Its realy fun to play with and it makes me want to finish my own demo right away.
Quote:Original post by glSmurf
great work =)

Its realy fun to play with and it makes me want to finish my own demo right away.


Thanks and go on :). I want to see it! As well as Oliie's one :)
Praise the alternative.
same comment as glsmurf :)
putting boxes in the SUV creates lots of contacts and it runs real slow

also, sometimes you have a box jitter on the uneven ground with like 6 contacts changing every iteration....

usually however it runs very well

[your wireframe draw mode is pretty slow though, at least on my ati radeon 9600se]
Quote:Original post by b34r
Quote:Original post by glSmurf
great work =)

Its realy fun to play with and it makes me want to finish my own demo right away.


Thanks and go on :). I want to see it! As well as Oliie's one :)

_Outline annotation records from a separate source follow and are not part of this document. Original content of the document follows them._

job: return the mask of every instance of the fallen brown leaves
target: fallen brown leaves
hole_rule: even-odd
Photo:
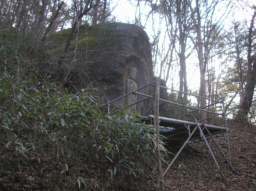
[[[208,143],[229,189],[226,188],[206,144],[199,142],[189,145],[195,149],[184,149],[165,175],[166,190],[256,190],[256,127],[232,120],[228,121],[227,123],[232,165],[237,173],[230,170],[212,141],[209,140]],[[215,140],[228,157],[226,142],[223,138]],[[176,153],[179,148],[171,149]],[[6,154],[1,156],[0,190],[155,190],[155,183],[145,175],[139,174],[135,177],[132,173],[125,176],[119,172],[111,179],[108,172],[101,171],[99,167],[92,166],[89,170],[69,167],[67,171],[65,164],[58,164],[53,158],[39,163],[37,157],[30,157],[14,152],[7,158]],[[173,158],[173,156],[170,155],[164,158],[167,163],[163,163],[163,171]],[[181,164],[182,165],[178,169]],[[59,165],[63,166],[62,169],[60,169]],[[155,179],[157,166],[153,166],[151,171],[148,172]],[[41,172],[42,167],[44,168]]]

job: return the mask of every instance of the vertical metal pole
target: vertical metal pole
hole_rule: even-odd
[[[212,141],[213,141],[213,142],[215,144],[215,145],[216,145],[216,146],[219,149],[219,152],[221,152],[221,153],[222,154],[222,156],[223,156],[223,157],[224,157],[224,158],[225,158],[225,160],[226,160],[226,161],[227,162],[229,165],[229,166],[230,167],[232,171],[233,172],[234,172],[235,170],[234,169],[233,167],[232,167],[231,164],[230,164],[229,163],[229,161],[227,160],[227,159],[226,158],[226,156],[225,156],[225,155],[223,153],[223,152],[222,152],[222,151],[221,150],[221,148],[219,147],[217,142],[216,142],[215,141],[215,140],[214,140],[214,139],[213,138],[212,136],[211,133],[210,133],[210,132],[209,132],[209,131],[208,131],[208,129],[206,128],[206,127],[205,126],[205,125],[204,125],[204,129],[205,129],[206,130],[206,131],[207,131],[207,132],[208,133],[208,134],[210,136],[210,137],[211,137],[211,138],[212,140]]]
[[[211,148],[210,148],[210,146],[209,145],[209,144],[208,144],[208,142],[207,142],[207,140],[206,140],[206,138],[205,137],[204,137],[204,134],[203,133],[203,131],[202,131],[202,129],[201,129],[201,127],[199,125],[199,124],[198,124],[198,122],[197,122],[197,121],[196,121],[196,119],[195,118],[195,120],[196,121],[196,125],[197,125],[197,126],[198,127],[198,129],[199,129],[199,130],[200,131],[200,132],[201,133],[201,134],[203,136],[203,137],[204,138],[204,142],[206,144],[206,145],[207,145],[207,147],[208,148],[208,149],[209,149],[209,150],[210,151],[210,153],[211,153],[211,156],[212,157],[212,158],[213,158],[213,160],[214,161],[214,162],[215,163],[215,164],[216,165],[216,166],[217,166],[217,168],[218,168],[218,169],[219,170],[219,173],[221,174],[221,177],[222,177],[222,179],[223,180],[223,181],[224,181],[224,183],[225,183],[225,185],[226,185],[226,186],[227,187],[227,188],[228,189],[229,187],[227,186],[227,183],[226,182],[226,180],[225,180],[225,179],[224,177],[224,176],[223,176],[223,174],[222,174],[222,172],[221,172],[221,169],[219,168],[219,165],[218,164],[218,163],[217,163],[217,161],[216,161],[216,160],[215,159],[215,157],[214,157],[214,156],[213,154],[213,153],[212,153],[212,152],[211,151]]]
[[[109,114],[110,113],[109,112],[109,107],[110,106],[110,104],[109,103],[109,100],[108,100],[108,114]]]
[[[172,161],[172,162],[171,162],[171,163],[170,163],[170,164],[167,167],[167,168],[166,168],[166,170],[165,170],[165,171],[163,173],[163,176],[165,176],[165,173],[166,173],[167,171],[168,170],[169,168],[170,168],[170,167],[171,167],[171,166],[172,166],[172,165],[173,163],[174,162],[174,161],[175,160],[176,158],[178,157],[178,156],[179,154],[180,154],[180,152],[181,152],[182,150],[182,149],[183,149],[183,148],[184,148],[184,147],[185,146],[185,145],[187,145],[187,144],[188,143],[188,141],[190,139],[190,138],[191,138],[191,137],[192,137],[192,135],[193,134],[194,134],[194,133],[195,133],[195,131],[196,131],[196,128],[197,127],[197,126],[196,126],[195,127],[195,129],[194,129],[194,130],[192,131],[192,133],[191,133],[191,134],[190,134],[190,135],[188,137],[188,139],[187,140],[187,141],[186,141],[186,142],[183,144],[183,145],[182,145],[182,146],[181,148],[180,148],[180,150],[179,150],[179,152],[178,152],[178,153],[175,155],[175,156],[174,157],[173,159],[173,160]]]
[[[226,118],[226,111],[225,111],[225,107],[224,105],[224,99],[223,95],[221,95],[221,101],[222,102],[223,107],[223,113],[224,114],[224,121],[225,122],[225,127],[226,127],[226,134],[227,135],[227,151],[229,152],[229,163],[231,165],[231,157],[230,156],[230,151],[229,148],[229,135],[227,133],[227,120]]]

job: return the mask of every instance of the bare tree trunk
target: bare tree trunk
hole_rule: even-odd
[[[237,75],[238,76],[238,84],[239,85],[239,95],[240,96],[240,102],[239,102],[239,106],[241,106],[242,104],[242,101],[243,97],[244,97],[244,88],[243,88],[243,82],[242,81],[242,72],[241,70],[241,63],[240,61],[240,53],[239,52],[239,47],[238,46],[238,42],[237,40],[237,35],[236,30],[237,28],[237,26],[236,23],[234,23],[234,30],[235,32],[235,38],[236,39],[236,50],[237,54]]]
[[[187,23],[186,21],[186,13],[187,5],[183,4],[181,5],[182,1],[180,0],[176,1],[177,4],[177,21],[178,22],[179,32],[179,42],[180,46],[180,51],[179,53],[180,58],[180,91],[184,92],[188,92],[188,85],[187,80],[187,71],[186,69],[186,56],[185,52],[186,51],[186,37],[185,33],[184,28],[183,25],[185,25]],[[182,8],[181,5],[182,5]],[[184,89],[183,89],[184,88]],[[182,93],[179,93],[178,97],[181,100],[182,99]],[[186,101],[187,99],[187,95],[183,95],[183,99]]]
[[[252,99],[254,93],[254,88],[256,84],[256,60],[254,60],[253,64],[252,58],[251,56],[252,52],[252,34],[253,27],[254,19],[256,16],[256,11],[252,16],[251,25],[249,28],[248,35],[248,50],[247,52],[247,62],[248,69],[246,77],[246,85],[244,91],[244,95],[242,104],[236,117],[237,119],[241,122],[246,123],[247,117],[251,107],[252,106]]]
[[[99,5],[100,0],[97,0],[96,5],[94,7],[93,13],[93,19],[92,20],[92,24],[95,25],[97,24],[98,11],[99,9]]]
[[[68,39],[66,42],[66,45],[63,50],[63,53],[62,53],[62,56],[61,56],[60,59],[58,61],[57,65],[57,69],[56,73],[56,79],[58,80],[60,80],[60,67],[62,65],[62,60],[65,58],[66,53],[67,53],[68,47],[70,46],[70,42],[71,41],[71,39],[73,36],[73,34],[75,31],[76,27],[78,23],[79,23],[80,21],[80,19],[84,15],[85,15],[93,7],[92,6],[93,0],[88,0],[87,1],[84,8],[83,9],[80,9],[80,13],[78,14],[78,15],[76,15],[76,20],[75,22],[73,24],[72,26],[72,27],[71,28],[71,30],[69,33],[69,35],[68,38]],[[90,6],[89,6],[90,5]],[[82,7],[82,5],[81,5],[81,7]]]
[[[160,84],[161,81],[161,75],[162,73],[161,65],[159,77],[157,80],[156,88],[155,98],[155,127],[157,133],[156,142],[157,142],[157,163],[158,169],[158,184],[160,183],[161,191],[163,191],[163,172],[162,169],[162,163],[161,162],[161,155],[159,148],[159,99],[160,95]],[[160,183],[159,182],[160,182]]]
[[[44,43],[44,42],[45,41],[46,38],[47,37],[47,35],[48,35],[48,34],[49,33],[49,32],[51,28],[52,28],[53,24],[54,23],[54,21],[55,20],[55,19],[58,17],[58,16],[60,14],[60,9],[62,8],[62,5],[63,5],[64,4],[64,1],[61,1],[60,4],[59,5],[59,6],[58,6],[58,9],[57,9],[57,10],[56,11],[56,12],[55,13],[55,14],[54,14],[54,13],[53,12],[53,16],[52,17],[52,19],[50,21],[49,25],[47,27],[47,28],[45,32],[45,33],[44,34],[42,37],[41,39],[41,41],[40,42],[39,46],[38,46],[38,47],[37,51],[37,56],[38,54],[39,53],[39,52],[40,52],[40,50],[41,49],[41,47],[43,44],[43,43]]]
[[[201,31],[201,18],[199,10],[198,0],[196,0],[196,8],[195,11],[193,9],[191,5],[191,2],[188,0],[188,5],[191,12],[191,16],[193,20],[194,25],[196,28],[197,38],[197,53],[198,54],[198,60],[200,70],[200,96],[206,98],[206,85],[205,73],[206,65],[204,62],[203,54],[203,42]],[[195,13],[196,13],[197,23],[195,18]],[[201,99],[200,101],[200,107],[203,108],[206,106],[206,100]],[[204,109],[205,110],[205,109]],[[206,118],[206,113],[205,111],[200,111],[200,119],[205,119]],[[206,123],[206,121],[201,121],[202,123]]]
[[[104,0],[104,4],[103,5],[103,11],[102,11],[102,16],[101,16],[101,22],[105,23],[106,19],[106,11],[107,9],[107,0]]]

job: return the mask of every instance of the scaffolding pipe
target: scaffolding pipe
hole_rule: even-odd
[[[221,152],[221,153],[222,155],[222,156],[223,156],[223,157],[224,157],[225,160],[226,160],[226,161],[227,162],[227,164],[229,164],[229,165],[230,167],[230,168],[231,169],[231,170],[232,170],[232,171],[233,172],[234,172],[235,170],[233,168],[233,167],[232,167],[232,165],[231,165],[231,164],[229,163],[229,162],[227,159],[227,158],[226,157],[226,156],[225,156],[225,155],[224,154],[224,153],[223,153],[223,152],[222,152],[222,151],[221,149],[221,148],[219,147],[219,146],[218,145],[217,142],[215,141],[215,140],[214,140],[214,139],[213,138],[213,137],[212,136],[210,132],[206,128],[206,127],[205,126],[204,126],[204,128],[206,129],[206,131],[207,131],[207,133],[208,133],[208,134],[210,135],[210,136],[211,137],[211,139],[212,140],[212,141],[213,141],[213,142],[215,144],[215,145],[216,145],[216,146],[219,149],[219,152]]]
[[[227,187],[227,188],[228,189],[229,187],[227,186],[227,183],[226,182],[226,180],[225,180],[225,179],[224,178],[224,176],[223,176],[223,174],[222,174],[222,172],[221,172],[221,169],[219,168],[219,165],[218,164],[218,163],[217,163],[217,161],[216,161],[216,160],[215,159],[215,157],[214,157],[214,155],[213,154],[213,153],[212,153],[212,152],[211,151],[211,148],[210,148],[210,146],[209,145],[209,144],[208,144],[208,142],[207,142],[207,140],[206,140],[206,138],[205,138],[205,137],[204,137],[204,134],[203,133],[203,131],[202,131],[202,130],[201,129],[201,127],[200,127],[199,124],[198,124],[198,122],[197,122],[197,121],[196,121],[196,119],[195,118],[195,120],[196,121],[196,124],[197,125],[197,126],[198,127],[198,129],[199,129],[199,130],[200,131],[200,133],[201,133],[201,134],[202,135],[203,137],[204,140],[204,142],[205,142],[206,144],[206,145],[207,145],[207,147],[208,147],[208,149],[209,149],[209,150],[210,152],[210,153],[211,153],[211,156],[212,157],[212,158],[213,158],[213,160],[214,161],[214,162],[215,163],[215,164],[216,165],[216,166],[217,166],[217,168],[218,168],[218,169],[219,170],[219,173],[221,174],[221,177],[222,177],[222,179],[223,180],[223,181],[224,181],[224,183],[225,183],[225,185],[226,185],[226,186]]]
[[[214,100],[214,99],[210,99],[209,98],[204,98],[204,97],[202,97],[201,96],[197,96],[197,95],[195,95],[194,94],[192,94],[192,93],[187,93],[186,92],[182,92],[181,91],[179,91],[178,90],[176,90],[174,89],[173,89],[170,88],[167,88],[166,87],[165,87],[164,86],[162,86],[160,85],[160,88],[164,88],[165,89],[170,89],[172,91],[174,91],[176,92],[180,92],[180,93],[185,93],[185,94],[187,94],[188,95],[191,95],[192,96],[194,96],[195,97],[196,97],[197,98],[203,98],[203,99],[207,99],[208,100],[210,100],[211,101],[212,101],[213,102],[216,102],[216,103],[221,103],[221,102],[219,101],[217,101],[216,100]]]
[[[231,157],[230,156],[230,148],[229,148],[229,135],[227,133],[227,120],[226,118],[226,111],[225,111],[225,106],[224,105],[224,100],[223,95],[221,95],[221,100],[222,101],[222,106],[223,107],[223,113],[224,114],[224,122],[225,122],[225,127],[226,127],[226,134],[227,136],[227,151],[229,152],[229,163],[231,164]]]
[[[153,98],[153,99],[155,99],[155,98],[153,96],[150,96],[149,95],[147,95],[146,94],[144,94],[144,93],[139,93],[139,92],[135,92],[134,91],[132,92],[133,93],[136,93],[136,94],[138,94],[138,95],[142,95],[143,96],[144,96],[145,97],[148,97],[148,98]]]
[[[196,110],[197,110],[199,111],[205,111],[206,112],[208,112],[208,113],[211,113],[212,114],[218,114],[221,115],[223,115],[223,114],[219,114],[218,113],[217,113],[216,112],[214,112],[213,111],[207,111],[206,110],[202,110],[202,109],[199,109],[198,108],[196,108],[195,107],[190,107],[190,106],[184,106],[181,104],[180,104],[179,103],[176,103],[175,102],[170,102],[170,101],[167,101],[167,100],[165,100],[165,99],[159,99],[159,100],[161,100],[161,101],[162,101],[163,102],[167,102],[169,103],[172,103],[173,104],[174,104],[174,105],[177,105],[177,106],[184,106],[185,107],[187,107],[188,108],[190,108],[191,109],[195,109]]]
[[[204,109],[204,108],[206,108],[207,107],[210,107],[210,106],[213,106],[214,105],[216,105],[217,103],[213,103],[212,104],[211,104],[211,105],[207,105],[205,107],[201,107],[201,108],[200,108],[200,109]],[[189,114],[190,114],[191,113],[193,113],[194,112],[195,112],[195,111],[197,111],[197,110],[195,110],[195,111],[191,111],[190,112],[189,112],[188,113],[186,113],[184,115],[188,115]]]
[[[179,154],[180,154],[180,153],[182,150],[182,149],[183,149],[183,148],[184,148],[184,147],[185,146],[185,145],[186,145],[188,143],[188,141],[189,140],[189,139],[190,139],[190,138],[191,138],[191,137],[192,137],[192,135],[194,134],[194,133],[195,133],[195,131],[196,131],[196,128],[197,127],[197,126],[196,126],[195,127],[195,129],[194,129],[193,131],[192,131],[192,133],[191,133],[191,134],[190,134],[190,135],[188,137],[188,139],[187,140],[187,141],[186,141],[184,143],[184,144],[183,144],[183,145],[182,145],[182,146],[180,149],[180,150],[179,150],[179,152],[178,152],[178,153],[176,154],[176,155],[175,155],[175,156],[174,157],[174,158],[173,159],[173,160],[172,161],[172,162],[171,162],[171,163],[170,163],[170,164],[168,166],[167,168],[166,169],[166,170],[165,170],[165,172],[163,172],[163,176],[165,176],[165,175],[166,173],[166,172],[168,171],[168,170],[169,169],[169,168],[170,168],[170,167],[171,166],[172,166],[172,165],[173,164],[174,162],[174,161],[177,158],[177,157],[178,157],[178,156]]]
[[[200,120],[198,121],[197,122],[200,122],[200,121],[206,120],[206,119],[211,119],[212,118],[213,118],[214,117],[217,117],[217,116],[218,116],[219,115],[213,115],[212,116],[206,118],[205,119],[201,119]]]
[[[140,90],[142,89],[143,89],[144,88],[145,88],[147,87],[147,86],[148,86],[150,85],[153,85],[153,84],[156,81],[154,81],[152,82],[151,83],[150,83],[149,84],[148,84],[146,85],[144,85],[144,86],[142,86],[142,87],[139,88],[139,89],[137,89],[134,90],[134,91],[139,91],[139,90]],[[120,98],[117,98],[117,99],[116,99],[114,100],[113,100],[113,101],[112,101],[109,102],[109,103],[108,103],[106,104],[105,104],[105,105],[103,105],[103,106],[101,106],[101,107],[99,107],[99,108],[101,108],[102,107],[103,107],[104,106],[106,106],[108,104],[110,104],[110,103],[112,103],[113,102],[114,102],[116,101],[117,101],[117,100],[119,100],[121,99],[122,99],[123,98],[124,98],[125,97],[126,97],[126,96],[128,96],[128,95],[129,95],[130,94],[131,94],[132,93],[133,93],[133,92],[130,92],[130,93],[128,93],[125,94],[125,95],[124,95]]]
[[[133,105],[135,105],[135,104],[137,104],[138,103],[139,103],[140,102],[143,102],[143,101],[146,100],[148,99],[149,99],[150,98],[144,98],[144,99],[142,99],[141,100],[140,100],[139,101],[138,101],[138,102],[135,102],[135,103],[133,103],[132,104],[130,104],[129,106],[125,106],[124,107],[123,107],[123,108],[121,108],[121,109],[119,109],[119,110],[116,110],[112,112],[112,113],[114,113],[115,112],[116,112],[117,111],[120,111],[120,110],[123,110],[124,109],[125,109],[125,108],[131,107],[131,106],[133,106]]]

You will see it soon ...its just that it has a few bugs in the app framework (view looks skewed) and it won't be much to look at compared to your demo =)
It is not optimized at all, using only brute force collision detection without bounding volumes (aabb or similar).

I code using the simple principle:
1. just make it work
2. make it work better
3. goto step 2
4. sleep/rest/eat =p

currently I'm at step 1 =)
Quote:Original post by sit
putting boxes in the SUV creates lots of contacts and it runs real slow

also, sometimes you have a box jitter on the uneven ground with like 6 contacts changing every iteration....

usually however it runs very well

[your wireframe draw mode is pretty slow though, at least on my ati radeon 9600se]


Yes, well the mesh is a bit too dense for a collision mesh (not to mention dirty) but you are right, I need some sort of contact reduction... The wireframe on polymesh is really debug code so every polygon is CPU transformed before being send one primitive (line) at a time to D3D :) I guess I could use some specific code for rendering wireframe meshes.

Quote:
I code using the simple principle:
1. just make it work
2. make it work better
3. goto step 2
4. sleep/rest/eat =p

currently I'm at step 1 =)


Quite a good way to go :). It's hardly ever possible to make a complex system working perfectly at once. That's what I'm doing, adding things one after the other. But the more you add the longer the TODO list gets :(.
Praise the alternative.
Yes - very nice :) You definitely need swept tests though - the crates very easily get stuck (e.g. go inside the ship cabin and throw some around) - and the problem will get much worse if you use smaller (i.e. normal) size objects. Maybe that's the problem with your chairs?
Quote:Original post by b34r
Quite a good way to go :). It's hardly ever possible to make a complex system working perfectly at once. That's what I'm doing, adding things one after the other. But the more you add the longer the TODO list gets :(.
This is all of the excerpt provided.